Organisation inconnue à l’avance, les calendriers prirent toute leur importance, informant la population des mois courts et des mois longs à venir. L’édition de ces listes demeurèrent néanmoins un monopole de l’état jusqu’en 1765 : les éditeurs étaient sévèrement contrôlés et les publications « clandestines » étaient punies par la loi. C’est ainsi que virent le jour les e-goyomi, des estampes dans lesquelles les artistes inventifs cachèrent des détails sur l’organisation de l’année à venir que seuls les plus cultivés pouvaient comprendre, au sein de cercles littéraires ou de réunions intellectuelles, dans la mesure où souvent, ces estampes étaient imprégnées de références culturelles, de parodies nommées mitate.

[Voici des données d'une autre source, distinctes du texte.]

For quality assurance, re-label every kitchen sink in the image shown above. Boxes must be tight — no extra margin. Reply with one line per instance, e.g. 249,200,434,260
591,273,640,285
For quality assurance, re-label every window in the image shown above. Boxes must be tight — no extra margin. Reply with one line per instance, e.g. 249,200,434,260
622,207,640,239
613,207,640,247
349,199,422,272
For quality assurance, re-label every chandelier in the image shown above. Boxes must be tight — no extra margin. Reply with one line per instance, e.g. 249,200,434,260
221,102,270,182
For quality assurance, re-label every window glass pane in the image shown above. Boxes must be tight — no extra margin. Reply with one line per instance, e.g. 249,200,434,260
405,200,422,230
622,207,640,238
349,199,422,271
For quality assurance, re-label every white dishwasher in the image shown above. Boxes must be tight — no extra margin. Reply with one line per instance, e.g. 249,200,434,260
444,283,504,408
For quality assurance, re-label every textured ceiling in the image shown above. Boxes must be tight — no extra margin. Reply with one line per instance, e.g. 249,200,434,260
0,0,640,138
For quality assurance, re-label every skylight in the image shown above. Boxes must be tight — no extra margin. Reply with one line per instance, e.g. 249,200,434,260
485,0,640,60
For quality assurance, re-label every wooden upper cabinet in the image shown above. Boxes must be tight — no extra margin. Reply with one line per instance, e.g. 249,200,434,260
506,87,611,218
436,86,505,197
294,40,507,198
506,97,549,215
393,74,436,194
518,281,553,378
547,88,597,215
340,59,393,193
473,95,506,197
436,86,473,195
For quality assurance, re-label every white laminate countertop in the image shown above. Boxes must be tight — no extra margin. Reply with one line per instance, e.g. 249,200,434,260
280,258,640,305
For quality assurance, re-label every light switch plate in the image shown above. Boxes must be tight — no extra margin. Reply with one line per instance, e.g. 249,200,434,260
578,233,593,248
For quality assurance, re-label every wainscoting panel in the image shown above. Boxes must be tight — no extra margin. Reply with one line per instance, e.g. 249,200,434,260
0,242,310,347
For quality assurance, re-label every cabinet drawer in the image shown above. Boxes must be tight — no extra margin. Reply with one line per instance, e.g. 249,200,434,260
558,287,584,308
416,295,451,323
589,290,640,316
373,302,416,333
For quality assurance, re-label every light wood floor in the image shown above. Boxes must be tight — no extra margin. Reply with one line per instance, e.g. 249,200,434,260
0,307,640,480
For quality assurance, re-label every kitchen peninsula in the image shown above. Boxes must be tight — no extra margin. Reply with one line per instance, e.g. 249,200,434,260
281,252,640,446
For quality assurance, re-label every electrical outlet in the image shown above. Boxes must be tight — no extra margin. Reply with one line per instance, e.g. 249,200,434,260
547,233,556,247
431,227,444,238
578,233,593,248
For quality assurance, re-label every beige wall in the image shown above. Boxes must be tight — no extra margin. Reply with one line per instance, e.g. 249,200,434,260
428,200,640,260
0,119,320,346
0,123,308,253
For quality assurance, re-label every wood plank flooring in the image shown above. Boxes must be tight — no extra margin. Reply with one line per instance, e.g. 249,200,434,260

Suzuki Harunobu fut un des premiers artistes produisant ce type d’estampes. Très proche de ces intellectuels fraichement mentionnés, et en plus de fournir des compositions des plus intéressantes, mit au point une technique nouvelle : les « estampes de brocart » ou nishiki-e, oeuvres colorées dont les premiers exemples étaient en réalité des e-goyomi. Ainsi, nous étudierons au sein de ce article l’estampe Belle chevauchant un phénix, réalisée vers 1765 dans un format chûban (20.5 × 27.7 cm), selon la problématique suivante : de quelle façon Harunobu parvint-il à animer son estampe-calendrier e-goyomi de références culturelles chinoises, en popularisant conjointement le genre nouveau des estampes de brocart, les nishiki-e ?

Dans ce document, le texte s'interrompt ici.